From a market perspective, 2020 has certainly seen its share of ups and downs. Even
an average year in the market can seem like a roller coaster, but this year has been an
especially wild ride. Adding significant anxiety to the ride is that this turbulence isn’t
due to the usual turn in the economic cycle, but instead Covid-19, a serious illness
that’s taken more than 200,000 lives in the US alone.
Yet incredibly, here we are, with many markets having recovered most of their losses,
and others even recently making new highs despite the incredible economic toll that
has been taken in lost jobs and shuttered businesses. The rebound has come on the
back of a massive fiscal and monetary response from the government meant to fill
the gap in lost wages and consumer demand until businesses can reopen and bring
back workers. So far, most would agree the actions were warranted and have been
successful in avoiding the more dire economic outcomes that might have taken place.
But further action will likely be needed, and Washington is now mired in an election
season, which only serves to heighten the already existing dysfunction. If the economy
has to go without additional fiscal stimulus, then a continued recovery in the market
will likely have to hinge on several factors that will play out over the next several
months.
So, the question on the minds of many investors is: is this rebound sustainable? We
know that markets should ideally be focused on the long-term earnings and cash flows
of businesses, but in the short-term, have they gotten too far ahead of themselves?
While forecasting the direction of the market over the next several months is all but
impossible, there are several things to keep an eye on that may provide insight as to
the path ahead.
While all areas of the equity market have rebounded strongly from their
March lows, a significant portion of the rally has been driven by a relatively
small number of sectors and firms. Right now, approximately 23% of the
S&P 500 market capitalization is made up of 5 stocks, all of them technology
firms. Without these names the S&P’s return would look far different, and
many are concerned about such a heavy reliance on a very narrow list of
outperformers. For equity markets to continue their push forward, we’ll
need to see a broader rally that includes more than mega-cap tech names
and other growth-oriented firms. Value stocks, including those in more
cyclical sectors like energy, financials and consumer discretionary will
need to join the party. This rotation will likely take place when investors are
more certain that a sustained economic recovery is underway, something
that may only take place when a viable vaccine is on the horizon.
Most parts of the economy have reopened, and businesses are bringing back workers, but of the roughly 22 million jobs lost
in March and April, only about half of them have been rehired. With several sectors of the economy still running at limited
capacity, mainly in travel, leisure and
hospitality, pushing the unemployment
rate lower will be difficult until consumers
feel it’s safe to resume normal activities.
Markets are trading on the assumption
that a safe and effective vaccine will be
available early in the first quarter of 2021
and will be widely distributed by the end
of the second quarter. This is the catalyst
that will allow businesses to fully reopen
at normal capacity and continue to bring
back workers. If a vaccine is delayed, or
if its distribution takes much longer than
expected, investors will lose confidence
in the speed of the recovery, potentially
leading to renewed market volatility.
Earnings for the S&P 500 were $164 per share in 2019 but estimates for 2020 have dropped to $120 - $130 per share. For
the market recovery to continue, we will need to have a strong rebound in corporate earnings going into 2021. As it
stands, the price component of the P/E equation has recovered significantly, but the depressed earnings side leaves the
current P/E multiple well above historical norms. If the market is going to move higher, it will likely need strong doubledigit earnings growth as continued multiple expansion is unlikely given already elevated levels.
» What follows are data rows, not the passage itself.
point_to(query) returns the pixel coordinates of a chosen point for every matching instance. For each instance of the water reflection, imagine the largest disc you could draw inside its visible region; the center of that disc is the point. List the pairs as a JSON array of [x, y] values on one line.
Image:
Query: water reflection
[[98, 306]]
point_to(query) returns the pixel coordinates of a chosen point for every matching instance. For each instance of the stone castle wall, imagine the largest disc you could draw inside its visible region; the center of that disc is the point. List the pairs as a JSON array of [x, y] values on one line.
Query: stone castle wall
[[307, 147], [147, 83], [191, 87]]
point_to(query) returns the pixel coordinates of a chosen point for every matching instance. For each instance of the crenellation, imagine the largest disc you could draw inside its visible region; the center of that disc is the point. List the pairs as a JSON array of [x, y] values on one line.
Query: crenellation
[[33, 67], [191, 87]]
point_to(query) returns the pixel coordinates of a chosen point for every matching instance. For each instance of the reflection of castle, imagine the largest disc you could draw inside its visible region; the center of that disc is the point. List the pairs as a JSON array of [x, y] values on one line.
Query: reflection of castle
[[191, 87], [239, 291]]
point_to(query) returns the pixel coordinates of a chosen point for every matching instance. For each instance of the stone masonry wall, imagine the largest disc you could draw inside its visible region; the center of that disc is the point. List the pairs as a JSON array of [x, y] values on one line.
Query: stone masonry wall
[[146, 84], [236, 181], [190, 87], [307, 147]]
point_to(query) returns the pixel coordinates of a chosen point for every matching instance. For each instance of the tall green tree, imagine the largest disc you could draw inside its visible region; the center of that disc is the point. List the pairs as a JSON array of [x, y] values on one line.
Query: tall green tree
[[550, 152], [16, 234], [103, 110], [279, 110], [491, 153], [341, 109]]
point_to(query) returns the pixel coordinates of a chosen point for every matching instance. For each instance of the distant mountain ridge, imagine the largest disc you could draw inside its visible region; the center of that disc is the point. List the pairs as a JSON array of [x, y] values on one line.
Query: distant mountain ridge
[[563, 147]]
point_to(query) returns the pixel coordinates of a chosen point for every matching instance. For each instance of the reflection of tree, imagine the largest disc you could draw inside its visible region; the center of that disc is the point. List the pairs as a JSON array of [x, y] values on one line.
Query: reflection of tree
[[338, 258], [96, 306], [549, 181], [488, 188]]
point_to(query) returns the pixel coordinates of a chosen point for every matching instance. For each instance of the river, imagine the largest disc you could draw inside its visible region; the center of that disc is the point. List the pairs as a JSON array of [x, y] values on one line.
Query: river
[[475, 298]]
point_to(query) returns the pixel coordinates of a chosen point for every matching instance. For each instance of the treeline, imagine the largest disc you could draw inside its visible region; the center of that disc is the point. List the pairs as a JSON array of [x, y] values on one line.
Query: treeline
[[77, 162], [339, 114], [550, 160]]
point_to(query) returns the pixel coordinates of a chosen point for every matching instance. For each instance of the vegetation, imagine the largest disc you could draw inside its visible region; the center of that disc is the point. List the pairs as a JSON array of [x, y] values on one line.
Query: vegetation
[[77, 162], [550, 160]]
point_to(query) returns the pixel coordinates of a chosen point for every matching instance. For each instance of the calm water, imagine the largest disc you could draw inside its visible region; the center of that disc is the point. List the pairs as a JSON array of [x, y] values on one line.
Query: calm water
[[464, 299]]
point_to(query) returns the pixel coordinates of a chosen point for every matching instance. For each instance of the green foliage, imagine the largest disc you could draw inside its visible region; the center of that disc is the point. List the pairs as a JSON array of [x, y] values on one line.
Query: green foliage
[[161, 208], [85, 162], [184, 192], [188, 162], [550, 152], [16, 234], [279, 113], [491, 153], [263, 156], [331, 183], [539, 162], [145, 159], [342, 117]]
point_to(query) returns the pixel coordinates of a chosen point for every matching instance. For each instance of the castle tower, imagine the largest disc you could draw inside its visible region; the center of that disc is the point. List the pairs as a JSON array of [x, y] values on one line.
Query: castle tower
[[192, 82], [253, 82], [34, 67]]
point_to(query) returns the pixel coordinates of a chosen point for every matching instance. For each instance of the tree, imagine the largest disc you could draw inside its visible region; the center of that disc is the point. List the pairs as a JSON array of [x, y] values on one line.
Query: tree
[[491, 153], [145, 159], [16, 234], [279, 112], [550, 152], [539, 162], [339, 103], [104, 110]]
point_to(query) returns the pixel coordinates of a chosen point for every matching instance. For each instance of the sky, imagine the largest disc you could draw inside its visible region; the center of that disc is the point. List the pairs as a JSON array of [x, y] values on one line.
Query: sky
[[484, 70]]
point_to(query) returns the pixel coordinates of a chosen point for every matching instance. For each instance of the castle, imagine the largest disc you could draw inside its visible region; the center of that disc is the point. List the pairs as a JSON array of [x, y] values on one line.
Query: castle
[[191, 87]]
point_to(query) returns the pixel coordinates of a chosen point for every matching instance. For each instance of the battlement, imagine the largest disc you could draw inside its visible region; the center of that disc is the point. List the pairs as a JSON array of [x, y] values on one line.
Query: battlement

Conspicuously absent from the above is any real mention of the upcoming presidential election. Not that it won’t factor
into market performance over the next several weeks, or longer if the decision is drawn out past election day, but it is
unlikely to materially affect the economic recovery. While policies may change depending on the outcome, free markets
and capitalism have a long track record of finding a way forward. In the near-term, the timing may be uncertain, but the
recovery will take place, and as economic stability strengthens, markets will price in expectations for growth. With this
in mind, long-term investors with well thought out, diversified portfolios will be best served by staying the course.